La folle tragédie évangéliste

Ils étaient partis, le visage souriant, avec la foi ingénue du charbonnier : aider et évangéliser l'Afghanistan à majorité sunnite, une république islamique ! Leur périple a tourné au drame, mercredi, avec l'exécution de l'un d'eux, l'un des 23 jeunes évangélistes sud-coréens pris en otage par les talibans le 19 juillet.

La folle tragédie évangéliste
©EPA
Christophe Lamfalussy

Ils étaient partis, le visage souriant, avec la foi ingénue du charbonnier : aider et évangéliser l'Afghanistan à majorité sunnite, une république islamique ! Leur périple a tourné au drame, mercredi, avec l'exécution de l'un d'eux, l'un des 23 jeunes évangélistes sud-coréens pris en otage par les talibans le 19 juillet.

Le groupe - des volontaires de 20 à 30 ans de l'Église évangélique de Sammul, dont dix-huit jeunes femmes - avait été arrêté dans un autobus privé qui les menait de Kandahar à Kaboul, une route très dangereuse, dont certaines portions tombent fréquemment dans les mains des groupes armés. La plupart des ressortissants étrangers ne prennent plus cette route, même s'ils disposent d'une protection privée ou policière.

Mercredi, les talibans ont annoncé avoir exécuté l'un des otages masculins. "Nous perdons patience", avait dit un porte-parole des talibans, qui réclamaient la libération de huit des leurs emprisonnés par les forces afghanes. Les talibans se plaignent de "l'indifférence" de Kaboul, où le président Hamid Karzai a annoncé qu'il ne procéderait plus à aucun échange de prisonniers contre des otages après l'affaire du journaliste italien Daniele Mastrogiacomo.

Parce qu'il était malade

De source policière afghane, l'otage sud-coréen a été abattu parce qu'il était malade et ne pouvait plus marcher. Pourchassés, les talibans imposent des déménagements constants à leurs otages qui s'affaiblissent rapidement, surtout s'ils sont malades.

La situation restait confuse hier soir, car dans le même temps, Séoul annonçait la libération de huit otages, avant d'être démentie par les talibans et le gouverneur de la province de Ghazni, où des tractations avaient lieu avec une délégation venue de Séoul.

Les talibans mettaient la pression maximale pour obtenir la libération de prisonniers et, fort probablement, des rançons. Ils menaçaient hier de tuer tous les otages avant la fin de la nuit.

Un pays d'évangélisateurs

La tragédie suscite de nombreuses questions à Séoul. Le quotidien Chosun IIbo (droite) a ainsi dénoncé lundi, dans un éditorial, le tort que causent les groupes religieux qui partent, comme missionnaires ou volontaires, dans des pays aussi dangereux que l'Afghanistan.

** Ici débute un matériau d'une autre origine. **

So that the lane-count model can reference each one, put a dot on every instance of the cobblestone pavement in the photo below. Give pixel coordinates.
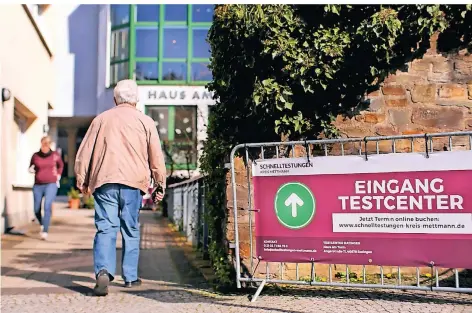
(56, 276)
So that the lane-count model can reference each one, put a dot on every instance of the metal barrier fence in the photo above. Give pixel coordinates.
(418, 143)
(186, 209)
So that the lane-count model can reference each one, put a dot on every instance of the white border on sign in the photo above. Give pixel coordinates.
(353, 164)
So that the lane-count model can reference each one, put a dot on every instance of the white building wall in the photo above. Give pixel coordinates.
(27, 70)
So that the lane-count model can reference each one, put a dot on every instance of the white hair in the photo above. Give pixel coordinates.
(126, 91)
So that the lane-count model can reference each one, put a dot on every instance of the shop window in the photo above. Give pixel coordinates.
(175, 43)
(119, 71)
(147, 71)
(201, 47)
(147, 13)
(180, 138)
(201, 72)
(202, 13)
(176, 13)
(147, 41)
(119, 44)
(160, 115)
(168, 46)
(174, 71)
(119, 14)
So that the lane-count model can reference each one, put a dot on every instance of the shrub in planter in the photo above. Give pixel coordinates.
(74, 198)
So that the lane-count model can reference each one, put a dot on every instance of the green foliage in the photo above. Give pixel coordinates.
(73, 193)
(285, 71)
(288, 68)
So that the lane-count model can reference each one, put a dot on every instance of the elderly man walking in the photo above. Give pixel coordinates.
(119, 153)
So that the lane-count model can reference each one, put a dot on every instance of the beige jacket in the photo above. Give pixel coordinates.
(121, 146)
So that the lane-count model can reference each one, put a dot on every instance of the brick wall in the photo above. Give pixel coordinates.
(433, 95)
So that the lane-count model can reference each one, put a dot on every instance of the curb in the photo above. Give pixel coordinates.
(193, 256)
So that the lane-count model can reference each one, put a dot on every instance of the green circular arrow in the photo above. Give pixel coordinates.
(294, 205)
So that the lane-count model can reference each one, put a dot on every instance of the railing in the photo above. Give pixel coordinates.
(276, 273)
(186, 209)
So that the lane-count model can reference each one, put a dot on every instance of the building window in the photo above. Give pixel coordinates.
(161, 44)
(119, 43)
(177, 128)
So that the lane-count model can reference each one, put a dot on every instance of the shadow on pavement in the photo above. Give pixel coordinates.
(179, 296)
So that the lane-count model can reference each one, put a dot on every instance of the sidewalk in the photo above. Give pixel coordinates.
(57, 276)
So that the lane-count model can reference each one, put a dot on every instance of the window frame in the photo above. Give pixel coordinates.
(130, 34)
(171, 133)
(161, 24)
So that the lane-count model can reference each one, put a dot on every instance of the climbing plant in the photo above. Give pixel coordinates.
(285, 71)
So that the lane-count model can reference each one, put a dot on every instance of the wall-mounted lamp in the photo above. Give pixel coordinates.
(6, 94)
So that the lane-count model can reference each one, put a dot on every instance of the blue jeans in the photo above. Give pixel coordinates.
(48, 191)
(117, 207)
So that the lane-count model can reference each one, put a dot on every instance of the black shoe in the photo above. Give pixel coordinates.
(101, 287)
(136, 283)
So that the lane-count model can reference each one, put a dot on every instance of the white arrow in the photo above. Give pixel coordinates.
(294, 201)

La Corée du sud est, après les Etats-Unis, le deuxième pays qui exporte le plus des missionnaires évangélistes dans le monde. Selon la Korea World Mission Abroad, près de 16000 missionnaires sillonnaient le monde, principalement l'Asie, à la fin 2006.

Les vingt-trois otages font partie d'une petite communauté établie au sud de Séoul, au sein de l'Église de Sammul.

Rien que cet été, huit équipes d'évangélistes devaient aller en Afghanistan. Elles ont renoncé à leur voyage. Séoul a désormais interdit à ses concitoyens de voyager en Afghanistan. Environ 49 pc de la population sud-coréenne est de confession chrétienne, et 47 pc est bouddhiste, selon le World Almanach.